Semester III: Two nights before exam

"Remember the great principle of your century: always be the contrary of what people expect." 

It took almost four nights to finish Stendhal's Red and Black as I now take a little walk around the hostel campus. My mind's in a complete state of unrest, and calculating my own future as I contemplate upon the circumstances of nineteenth-century France. Sorel, the pretentious protagonist whom I really detested in the beginning, for all the reasons that made him a hero of the novel, had me change my mind about him now that I'm eventually done reading the text. It is a world of pretension and hypocrisy, not very unlike ours. I can't really blame Sorel for being a complete hypocrite to climb up the social ladder as those already on top are the ones who have the fortune of both money and power and have even less real personae.
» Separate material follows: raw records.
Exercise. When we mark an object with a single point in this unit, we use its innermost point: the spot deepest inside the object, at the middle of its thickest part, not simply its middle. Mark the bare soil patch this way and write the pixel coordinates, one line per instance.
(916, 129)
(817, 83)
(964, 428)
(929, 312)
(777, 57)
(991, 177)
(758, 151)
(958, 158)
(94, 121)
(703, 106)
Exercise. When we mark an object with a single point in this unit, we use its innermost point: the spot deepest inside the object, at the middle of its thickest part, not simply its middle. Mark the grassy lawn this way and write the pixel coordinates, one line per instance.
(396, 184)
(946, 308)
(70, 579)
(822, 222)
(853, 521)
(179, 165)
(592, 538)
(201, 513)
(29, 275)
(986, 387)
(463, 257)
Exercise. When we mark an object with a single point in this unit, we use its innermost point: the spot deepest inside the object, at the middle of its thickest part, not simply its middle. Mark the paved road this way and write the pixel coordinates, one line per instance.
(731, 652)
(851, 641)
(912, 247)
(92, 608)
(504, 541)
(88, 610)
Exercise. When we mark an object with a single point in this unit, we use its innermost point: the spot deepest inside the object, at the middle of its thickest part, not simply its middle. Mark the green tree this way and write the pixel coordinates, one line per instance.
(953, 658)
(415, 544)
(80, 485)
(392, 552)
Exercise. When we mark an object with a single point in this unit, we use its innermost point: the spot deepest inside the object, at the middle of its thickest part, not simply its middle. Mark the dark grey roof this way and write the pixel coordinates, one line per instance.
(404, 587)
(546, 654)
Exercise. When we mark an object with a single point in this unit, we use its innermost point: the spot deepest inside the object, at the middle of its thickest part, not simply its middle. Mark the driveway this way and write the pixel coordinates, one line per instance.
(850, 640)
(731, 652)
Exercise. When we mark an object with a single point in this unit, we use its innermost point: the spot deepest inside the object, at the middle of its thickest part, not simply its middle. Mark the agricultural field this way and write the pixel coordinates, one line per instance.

It is a society where you have to keep up a face, dress accordingly as it's your clothes that define your social position. It's where you can lie as much as you want provided you are an amusement for the bored bourgeois aristocrats of France. So, a provincial like Sorel who aspires to rise follows the norms that would help him realize his ambition. For that matter I shan't really bother to hate him, in fact, he arouses my sympathy. It is the world around him that is worthy of dislike, for it doesn't leave a space for honesty. But perhaps one can buy oneself into it.

Sadly, what is most moving is the truth that those who have the ability and knowledge to hold a position are denied and even punished as they haven't naturally inherited it. And that they'd always remain an out-caste. The ones who cannot earn their bread are left with no other means but to steal have to suffer their predestined fate as a criminal. But Stendhal's tale has the power to inspire ambition. Could it be that though such methods are cruel that they can help you work your way to success? But in the end what does it leave us to be? Who do we become? The question I ask myself is who am I if not defined by my peers? And what is to become of my future if I carry myself around without pleasing others who hold the card to my fate?

As I return to my desk, I have more urgent decisions to make at hand, and that is, to work out a strategy to pass the next exam. Three huge novels lie untouched smelling of fresh paper. Alas! there is no time to read.